Abram Lyle


1820 - 1891

Sugar refiner. Born and raised in Greenock, Lyle began as an apprentice in a lawyer's office before joining his father's cooperage business. He began to develop a fleet of ships which grew to become the largest in Greenock.

Having been involved in the import of sugar from the West Indies, he diversified into sugar refining by setting up the Glebe Sugar Refinery in 1865, with four partners. He sold up in 1872 and established a new refinery on Plaistow Wharf in East London, which was run by four of his sons with a workforce most of whom had come from Greenock. The refinery soon began producing Lyle's Golden Syrup, which was to save the company when the sugar price collapsed due to the increasing success of the home-produced sugar-beet crop.
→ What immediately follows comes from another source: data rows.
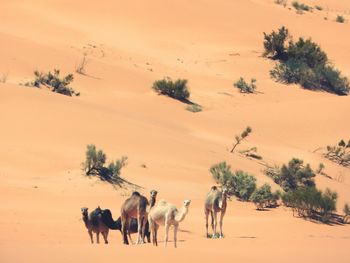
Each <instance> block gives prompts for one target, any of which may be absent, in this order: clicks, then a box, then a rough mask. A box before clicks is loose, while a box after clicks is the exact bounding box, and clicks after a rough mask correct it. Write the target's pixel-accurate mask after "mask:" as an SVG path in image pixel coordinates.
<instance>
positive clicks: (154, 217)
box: [148, 200, 191, 247]
mask: <svg viewBox="0 0 350 263" xmlns="http://www.w3.org/2000/svg"><path fill="white" fill-rule="evenodd" d="M190 204H191V200H185V201H184V202H183V207H182V208H181V209H180V211H178V210H177V208H176V207H175V205H173V204H169V203H167V202H166V201H164V200H161V201H159V203H158V204H156V205H155V206H154V207H153V208H152V209H151V210H150V212H149V214H148V222H149V224H150V228H151V232H152V241H153V245H156V246H158V240H157V232H158V228H159V225H162V226H165V247H166V246H167V243H168V234H169V228H170V226H171V225H172V226H174V246H175V247H176V242H177V231H178V227H179V223H180V222H181V221H183V220H184V219H185V217H186V215H187V213H188V208H189V206H190Z"/></svg>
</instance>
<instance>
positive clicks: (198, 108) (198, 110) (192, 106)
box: [186, 103, 202, 113]
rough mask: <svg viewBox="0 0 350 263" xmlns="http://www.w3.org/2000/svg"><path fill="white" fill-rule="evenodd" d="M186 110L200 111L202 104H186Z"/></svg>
mask: <svg viewBox="0 0 350 263" xmlns="http://www.w3.org/2000/svg"><path fill="white" fill-rule="evenodd" d="M186 110H188V111H191V112H194V113H196V112H200V111H202V106H201V105H198V104H195V103H194V104H191V105H189V106H187V107H186Z"/></svg>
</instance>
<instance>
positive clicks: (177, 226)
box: [174, 224, 179, 248]
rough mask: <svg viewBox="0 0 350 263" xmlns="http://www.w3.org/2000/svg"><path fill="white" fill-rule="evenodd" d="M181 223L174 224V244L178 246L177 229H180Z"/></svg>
mask: <svg viewBox="0 0 350 263" xmlns="http://www.w3.org/2000/svg"><path fill="white" fill-rule="evenodd" d="M178 227H179V225H178V224H175V225H174V246H175V248H176V242H177V229H178Z"/></svg>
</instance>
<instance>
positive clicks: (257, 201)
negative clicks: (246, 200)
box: [250, 184, 278, 210]
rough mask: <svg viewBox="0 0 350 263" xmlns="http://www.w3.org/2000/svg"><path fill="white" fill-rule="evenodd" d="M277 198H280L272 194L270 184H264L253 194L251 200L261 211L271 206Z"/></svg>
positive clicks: (251, 196) (251, 195) (253, 193)
mask: <svg viewBox="0 0 350 263" xmlns="http://www.w3.org/2000/svg"><path fill="white" fill-rule="evenodd" d="M276 198H278V196H277V195H274V194H272V192H271V186H270V185H269V184H264V185H262V186H261V187H259V188H258V189H256V190H255V191H254V192H253V194H252V195H251V197H250V200H251V201H252V202H253V203H254V204H255V205H256V207H257V209H258V210H260V209H264V208H265V207H267V206H269V205H271V204H272V203H273V202H274V201H275V200H276Z"/></svg>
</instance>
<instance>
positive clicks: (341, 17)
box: [335, 15, 345, 23]
mask: <svg viewBox="0 0 350 263" xmlns="http://www.w3.org/2000/svg"><path fill="white" fill-rule="evenodd" d="M335 21H337V22H338V23H344V22H345V18H344V17H343V16H342V15H337V18H336V20H335Z"/></svg>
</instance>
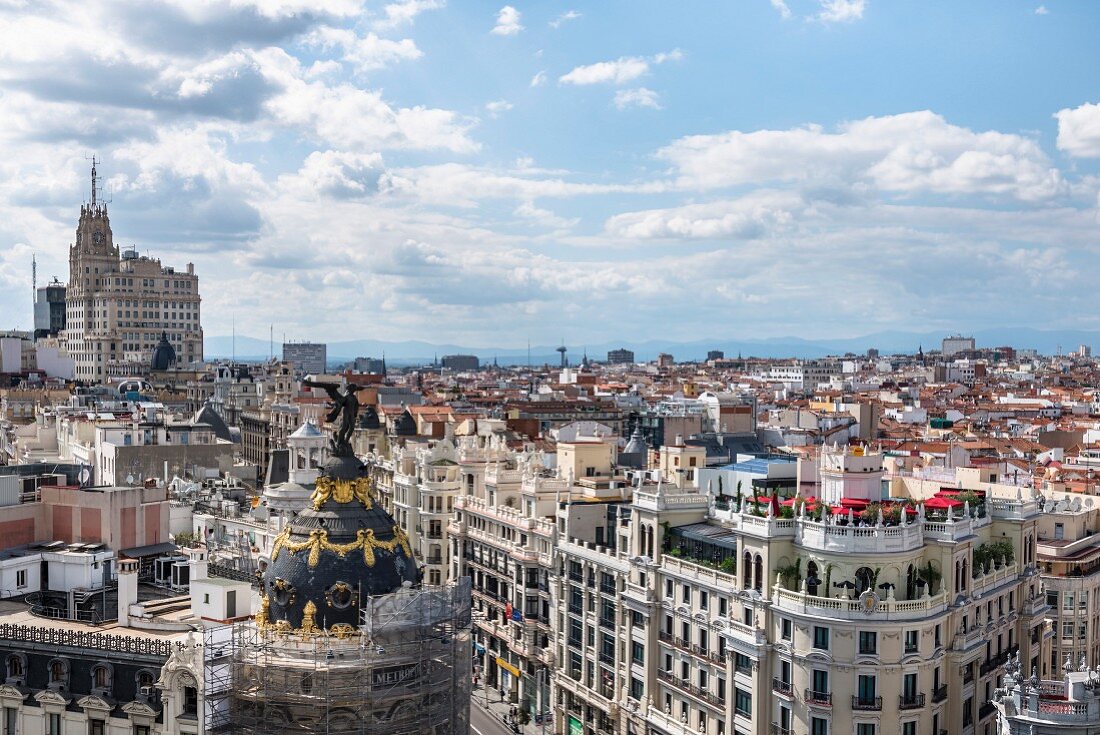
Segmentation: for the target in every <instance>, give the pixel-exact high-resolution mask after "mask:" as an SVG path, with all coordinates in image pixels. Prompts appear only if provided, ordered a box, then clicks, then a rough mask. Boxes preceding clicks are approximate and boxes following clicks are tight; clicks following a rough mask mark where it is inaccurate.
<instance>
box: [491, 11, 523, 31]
mask: <svg viewBox="0 0 1100 735" xmlns="http://www.w3.org/2000/svg"><path fill="white" fill-rule="evenodd" d="M519 17H520V14H519V11H518V10H516V9H515V8H513V7H511V6H505V7H504V8H500V10H499V12H497V14H496V25H494V26H493V30H492V31H491V32H492V33H495V34H496V35H516V34H517V33H519V32H520V31H522V30H524V26H522V25H520V24H519Z"/></svg>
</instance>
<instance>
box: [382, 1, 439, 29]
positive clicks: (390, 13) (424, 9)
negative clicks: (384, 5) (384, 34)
mask: <svg viewBox="0 0 1100 735" xmlns="http://www.w3.org/2000/svg"><path fill="white" fill-rule="evenodd" d="M444 4H445V3H444V2H443V0H400V2H390V3H389V4H387V6H386V7H385V8H383V9H382V12H383V18H379V19H377V20H375V21H374V22H373V23H372V26H373V28H374V29H375V30H376V31H390V30H393V29H395V28H398V26H400V25H405V24H406V23H411V22H412V21H414V19H416V17H417V15H419V14H420V13H422V12H425V11H427V10H438V9H440V8H442V7H444Z"/></svg>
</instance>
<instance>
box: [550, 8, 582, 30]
mask: <svg viewBox="0 0 1100 735" xmlns="http://www.w3.org/2000/svg"><path fill="white" fill-rule="evenodd" d="M579 18H581V13H580V12H577V11H575V10H566V11H565V12H563V13H562V14H561V15H559V17H558V18H555V19H553V20H552V21H550V28H552V29H557V28H561V26H562V24H564V23H568V22H569V21H575V20H576V19H579Z"/></svg>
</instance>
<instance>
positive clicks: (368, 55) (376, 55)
mask: <svg viewBox="0 0 1100 735" xmlns="http://www.w3.org/2000/svg"><path fill="white" fill-rule="evenodd" d="M307 42H308V43H310V44H311V45H313V46H317V47H320V48H322V50H324V51H331V50H333V48H339V50H341V51H342V54H343V56H342V61H344V62H348V63H349V64H351V65H352V66H353V67H354V68H356V69H357V70H359V72H372V70H374V69H381V68H384V67H386V66H389V65H390V64H394V63H396V62H403V61H414V59H417V58H420V57H421V56H422V55H423V54H422V53H421V52H420V50H419V48H417V45H416V43H415V42H414V41H412V40H411V39H401V40H400V41H394V40H392V39H382V37H378V36H377V35H375V34H374V33H367V34H366V35H364V36H360V35H357V34H356V33H355V32H354V31H351V30H348V29H334V28H321V29H318V30H317V31H315V32H313V33H311V34H310V36H309V37H308V39H307Z"/></svg>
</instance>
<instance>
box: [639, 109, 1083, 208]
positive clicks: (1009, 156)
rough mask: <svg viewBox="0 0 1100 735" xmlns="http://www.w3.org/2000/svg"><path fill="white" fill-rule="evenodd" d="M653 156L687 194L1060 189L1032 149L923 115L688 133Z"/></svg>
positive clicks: (1045, 193)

Lyle's sugar refinery was located close to the another refinery begun several years earlier by Henry Tate and, in 1921, the two combined to form the sugar multi-national Tate & Lyle, which now operates in 29 countries with a turnover of £3.7 billion (2007). Lyle's Golden Syrup, in its distinctive tin with a picture of a dead lion and biblical quotation "Out of the eater came forth meat and out of the strong came forth sweetness", remains one of the longest established brands on supermarket shelves.

Lyle remained in Greenock and served as Provost (1876-79). He built a large house in neighbouring Gourock and had a country retreat on the opposite side of the Clyde at Innellan. He died at his home in Gourock and was buried in Greenock Cemetery.